Excitement reigned amongst the belles and beaux,
But sad at heart was little Hannah Hall.


As now, so then, a hundred years gone by,
Though wars may rage, and empires rise and fall,
“Eternal Feminine” repeats the cry,
“Nothing to wear,” had little Hannah Hall.


Her elder sisters, married long before,
She oft had seen depart for rout or ball,
In silken garb and finery galore,
But naught was left for little Hannah Hall.


The war had drained her father’s funds so low,
She dared not ask him for the wherewithal;
Her mother shook her head and answered, “No,”
When importuned by little Hannah Hall.


But suddenly she had a happy thought;
Hope danced again about the great Peace Ball.
For things are sometimes made, that can’t be bought,
“I’ll make a gown,” cried little Hannah Hall


For she bethought her of the fine nankeen,
Brought from o’er seas, beyond the Chinese wall,
By some old ancestor she’d never seen,
And stored away for little Hannah Hall.


“Now none must know,” unto herself she said,
“If anyone finds out ‘twill spoil it all.
I’ll wait ‘til everyone is safe in bed,
Then sew and sew,” said little Hannah Hall.


Candles she gathered in sly, devious ways,
No fragment for her purpose was too small.
For this, the feeble “light of other days,”
Was all she had, poor little Hannah Hall.


She dyed her homespun crewels with strange brews
Of vegetables, herbs, or berries small.
Lost is her art, but not the bright gay hues,
That decked the gown of little Hannah Hall.

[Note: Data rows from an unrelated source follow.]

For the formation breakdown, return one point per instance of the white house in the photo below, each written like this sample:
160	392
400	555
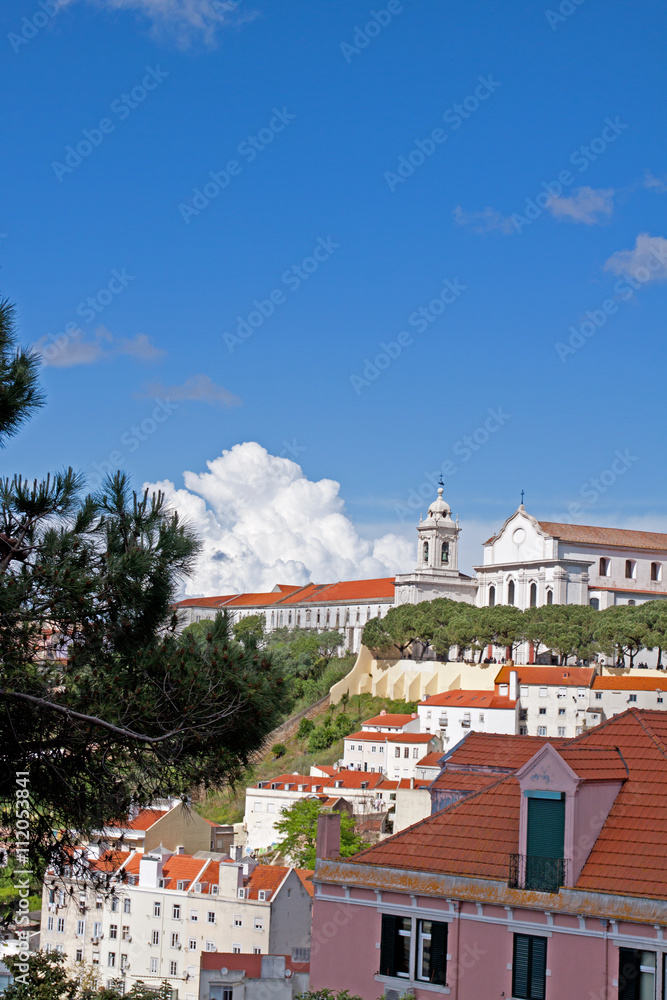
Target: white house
169	908
453	714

And then she worked with fingers swift and deft.
Her stitches so infinitesimal,
We wonder now that any eyes were left,
To persevering little Hannah Hall.


Day after day, or rather night by night,
Unweariedly she plied her needle small.
Though time was short, facilities so slight,
Nothing discouraged little Hannah Hall.


Finished it was at last, in every part,
And “Pa” and “Marm,” brothers and sisters small
Were then allowed to view this work of art,
Proudly displayed by little Hannah Hall.


And when the long-expected time drew nigh,
And all the Precinct hastened to the ball,
Although her expectations were so high,
They all came true for little Hannah Hall.


More partners, than for just one girl seemed right,
By her sweet winning ways, were held in thrall,
More heads than one could count, she turned that night,
The reigning belle was little Hannah Hall.


Among the swains we need not name,
This sprightly lassie favored most of all;
And in due course of time a wedding came,
And so good-bye to little Hannah Hall.